De toda forma, Pedrinelli garantiu que tudo foi feito dentro do regulamento.
“Se tudo está dentro da lei, e estava dentro da lei, fica difícil mudar alguma coisa, porém isso poderia ser resolvido repensando alguns pontos”.
“Nos jogos da Fifa, por exemplo, existe uma equipe médica centralizada no campo, para entrar imediatamente em caso de emergência”.
“É preciso repensar algumas regras e preparar melhor os profissionais que atuam nos jogos”.
O médico ortopedista Pedro Pedrinelli faz parte da comissão médica da Conmebol desde 2014 e é diretor do Centro Médico de Excelência da FIFA, com mais de 30 anos de experiência em medicina do esporte.
“Sempre o médico da equipe tem prioridade de decisão sobre as outras pessoas”.

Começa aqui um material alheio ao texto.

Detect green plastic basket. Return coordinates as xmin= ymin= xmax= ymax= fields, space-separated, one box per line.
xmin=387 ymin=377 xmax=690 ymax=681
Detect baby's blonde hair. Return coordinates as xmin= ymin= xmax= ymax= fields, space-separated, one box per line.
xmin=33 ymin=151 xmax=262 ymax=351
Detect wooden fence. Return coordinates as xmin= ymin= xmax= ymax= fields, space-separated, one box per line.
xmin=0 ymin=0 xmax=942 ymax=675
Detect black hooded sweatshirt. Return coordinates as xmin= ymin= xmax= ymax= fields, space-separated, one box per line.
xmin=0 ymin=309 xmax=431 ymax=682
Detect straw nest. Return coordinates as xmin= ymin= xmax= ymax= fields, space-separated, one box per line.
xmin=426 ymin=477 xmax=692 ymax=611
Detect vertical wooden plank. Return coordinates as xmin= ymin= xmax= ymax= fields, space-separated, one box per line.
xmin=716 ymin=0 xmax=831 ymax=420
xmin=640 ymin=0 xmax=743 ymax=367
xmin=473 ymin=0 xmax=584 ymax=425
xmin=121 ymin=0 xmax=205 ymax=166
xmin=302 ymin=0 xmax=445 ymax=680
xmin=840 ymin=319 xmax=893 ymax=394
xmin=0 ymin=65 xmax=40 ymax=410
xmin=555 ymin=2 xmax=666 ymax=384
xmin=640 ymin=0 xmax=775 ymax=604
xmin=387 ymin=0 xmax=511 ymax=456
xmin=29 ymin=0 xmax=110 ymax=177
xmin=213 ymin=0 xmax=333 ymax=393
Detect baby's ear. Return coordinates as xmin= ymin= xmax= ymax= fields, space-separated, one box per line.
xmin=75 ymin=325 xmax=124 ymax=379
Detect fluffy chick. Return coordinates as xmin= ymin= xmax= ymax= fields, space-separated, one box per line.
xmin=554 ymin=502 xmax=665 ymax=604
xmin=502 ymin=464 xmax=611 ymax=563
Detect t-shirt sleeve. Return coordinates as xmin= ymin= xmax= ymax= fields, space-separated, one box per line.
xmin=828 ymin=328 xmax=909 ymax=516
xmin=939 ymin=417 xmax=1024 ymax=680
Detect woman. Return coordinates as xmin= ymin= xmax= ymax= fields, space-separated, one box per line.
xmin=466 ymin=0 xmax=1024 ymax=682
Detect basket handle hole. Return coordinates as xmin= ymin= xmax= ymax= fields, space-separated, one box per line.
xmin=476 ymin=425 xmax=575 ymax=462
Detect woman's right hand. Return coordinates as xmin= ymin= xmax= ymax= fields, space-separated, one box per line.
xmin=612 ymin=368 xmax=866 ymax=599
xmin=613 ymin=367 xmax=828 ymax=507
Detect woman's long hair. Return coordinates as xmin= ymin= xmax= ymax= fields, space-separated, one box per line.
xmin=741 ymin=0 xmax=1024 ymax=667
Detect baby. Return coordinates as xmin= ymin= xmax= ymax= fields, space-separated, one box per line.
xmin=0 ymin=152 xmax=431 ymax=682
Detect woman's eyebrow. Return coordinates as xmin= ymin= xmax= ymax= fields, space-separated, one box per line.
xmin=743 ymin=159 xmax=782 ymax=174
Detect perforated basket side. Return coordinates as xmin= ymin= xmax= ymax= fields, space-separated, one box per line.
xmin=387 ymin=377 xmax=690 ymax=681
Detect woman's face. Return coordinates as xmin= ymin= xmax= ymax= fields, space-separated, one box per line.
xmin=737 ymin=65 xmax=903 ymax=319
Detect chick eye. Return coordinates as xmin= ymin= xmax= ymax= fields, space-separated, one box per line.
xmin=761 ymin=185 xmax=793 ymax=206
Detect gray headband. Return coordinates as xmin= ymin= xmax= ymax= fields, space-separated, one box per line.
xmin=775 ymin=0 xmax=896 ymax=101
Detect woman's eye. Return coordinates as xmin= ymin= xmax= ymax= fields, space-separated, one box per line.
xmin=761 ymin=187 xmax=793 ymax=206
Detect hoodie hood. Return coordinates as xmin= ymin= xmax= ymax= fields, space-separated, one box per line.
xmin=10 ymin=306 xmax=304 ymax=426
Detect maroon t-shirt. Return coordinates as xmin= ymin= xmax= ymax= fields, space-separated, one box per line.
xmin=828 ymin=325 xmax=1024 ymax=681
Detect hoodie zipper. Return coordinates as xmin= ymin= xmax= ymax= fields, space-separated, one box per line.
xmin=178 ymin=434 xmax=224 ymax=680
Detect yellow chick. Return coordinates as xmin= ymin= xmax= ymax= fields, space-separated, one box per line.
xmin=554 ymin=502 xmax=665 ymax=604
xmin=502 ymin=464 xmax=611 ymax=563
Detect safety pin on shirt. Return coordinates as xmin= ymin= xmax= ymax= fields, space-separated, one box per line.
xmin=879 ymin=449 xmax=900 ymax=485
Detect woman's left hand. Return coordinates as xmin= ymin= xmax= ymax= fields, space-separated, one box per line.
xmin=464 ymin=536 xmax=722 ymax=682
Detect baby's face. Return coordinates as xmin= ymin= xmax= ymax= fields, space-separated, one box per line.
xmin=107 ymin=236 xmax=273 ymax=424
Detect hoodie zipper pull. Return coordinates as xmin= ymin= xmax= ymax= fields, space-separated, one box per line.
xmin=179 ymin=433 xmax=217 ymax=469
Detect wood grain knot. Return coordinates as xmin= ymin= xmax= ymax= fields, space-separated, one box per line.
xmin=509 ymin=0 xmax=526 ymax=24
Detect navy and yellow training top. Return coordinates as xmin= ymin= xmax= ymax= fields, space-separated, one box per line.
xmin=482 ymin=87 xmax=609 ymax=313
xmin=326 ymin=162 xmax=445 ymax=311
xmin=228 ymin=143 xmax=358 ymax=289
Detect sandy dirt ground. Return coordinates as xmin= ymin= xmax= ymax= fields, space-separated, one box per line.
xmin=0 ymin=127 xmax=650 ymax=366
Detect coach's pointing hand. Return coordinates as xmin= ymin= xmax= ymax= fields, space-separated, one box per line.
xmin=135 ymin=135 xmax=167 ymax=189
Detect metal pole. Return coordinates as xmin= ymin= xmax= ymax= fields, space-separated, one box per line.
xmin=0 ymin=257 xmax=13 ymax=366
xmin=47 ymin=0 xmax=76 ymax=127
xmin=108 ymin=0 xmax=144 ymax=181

“A gente pode aconselhar e ajudar se reconhecemos alguma situação, mas um “injury spotter” (observador de lesões) ajudaria muito, e isso está no processo de implementação da Conmebol, que já usa o tablet com os três segundos de delay para dar tempo de a gente checar o lance”, opinou.
O objetivo é proteger a saúde dos atletas.
“Na FIFA, assim como no rugby e na NFL, existe esse profissional que fica focado nesse tipo de lance, na lesão de um jogador e nos fornece informações preciosas em tempo real”.
“Isso nos ajuda muito na tomada de decisões mais rápidas e corretas enquanto estamos realizando o atendimento”, finalizou Pedrinelli.